August 30, 2020 — 5.25pm
Virgin Australia's presumptive owner Bain Capital has extended an olive branch to the airline's unions in the form of a workers' advisory council that will consult on how the carrier is relaunched from administration.
The establishment of the body made up of three union representatives, Bain and Virgin chief executive Paul Scurrah follows a union revolt over the
US private equity firm's choice of directors to oversee Virgin.
In a letter sent to unions on Sunday, Bain's local boss Mike Murphy said he agreed to the unions' request to establish a union advisory council, which will meet every fortnight until the end of the year.
"We see this confidential forum as an important opportunity to discuss key matters that go to the heart of Virgin’s recovery, including how we can secure long lasting employment for as many Virgin people as possible," he said.
Mr Murphy said creating such a body was a "unique step in corporate Australia" which underscored the importance it placed in having a constructive relationship with the unions.
Transport Workers Union national secretary Michael Kaine welcomed the news and said his union would try to use the council to have a say in who ends up on the board.

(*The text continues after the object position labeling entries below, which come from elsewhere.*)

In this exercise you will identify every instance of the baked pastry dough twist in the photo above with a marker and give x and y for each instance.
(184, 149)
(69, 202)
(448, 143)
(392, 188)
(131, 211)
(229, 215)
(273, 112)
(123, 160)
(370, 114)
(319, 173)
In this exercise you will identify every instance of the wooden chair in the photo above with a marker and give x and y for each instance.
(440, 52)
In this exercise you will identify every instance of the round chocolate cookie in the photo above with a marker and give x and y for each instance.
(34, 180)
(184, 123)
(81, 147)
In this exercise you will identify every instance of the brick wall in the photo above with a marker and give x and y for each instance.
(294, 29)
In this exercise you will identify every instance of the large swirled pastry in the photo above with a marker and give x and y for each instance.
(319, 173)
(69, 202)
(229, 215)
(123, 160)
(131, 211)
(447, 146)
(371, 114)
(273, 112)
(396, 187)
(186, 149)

Mr Kaine said the unions did not want to see the type of "spiteful leadership" at Virgin on display at Qantas, "as it uses the pandemic as a cover to replace 2500 ground workers on lower conditions".

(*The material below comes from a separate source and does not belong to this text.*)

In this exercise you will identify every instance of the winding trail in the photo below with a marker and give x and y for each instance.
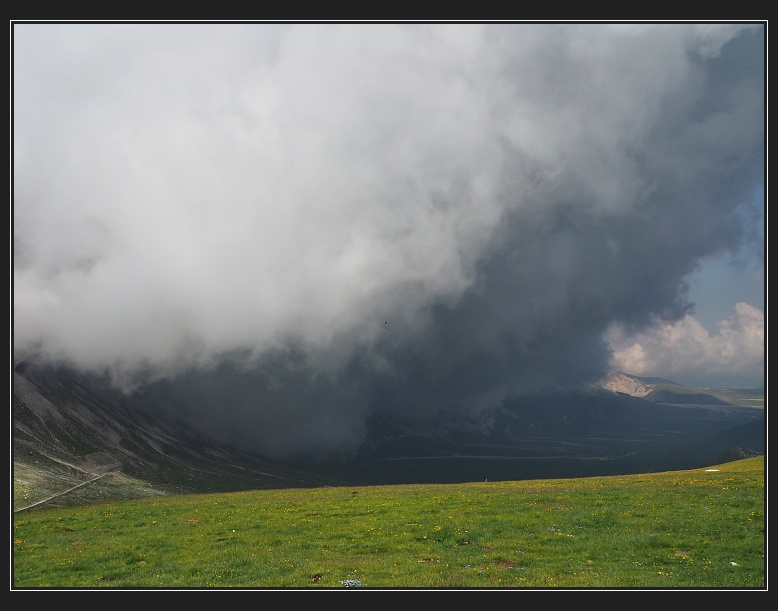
(53, 496)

The TWU and other unions have objected to Bain's plan to make former Jetstar boss and Qantas executive Jayne Hrdlicka a director and possibly chairman of Virgin, saying they feared she would bring either a budget airline mindset or Qantas' style of
industrial hardball to the smaller airline.
Virgin's second creditors' meeting will be held on Friday, with creditors owed $6.8 billion to vote on the transfer of ownership to Bain.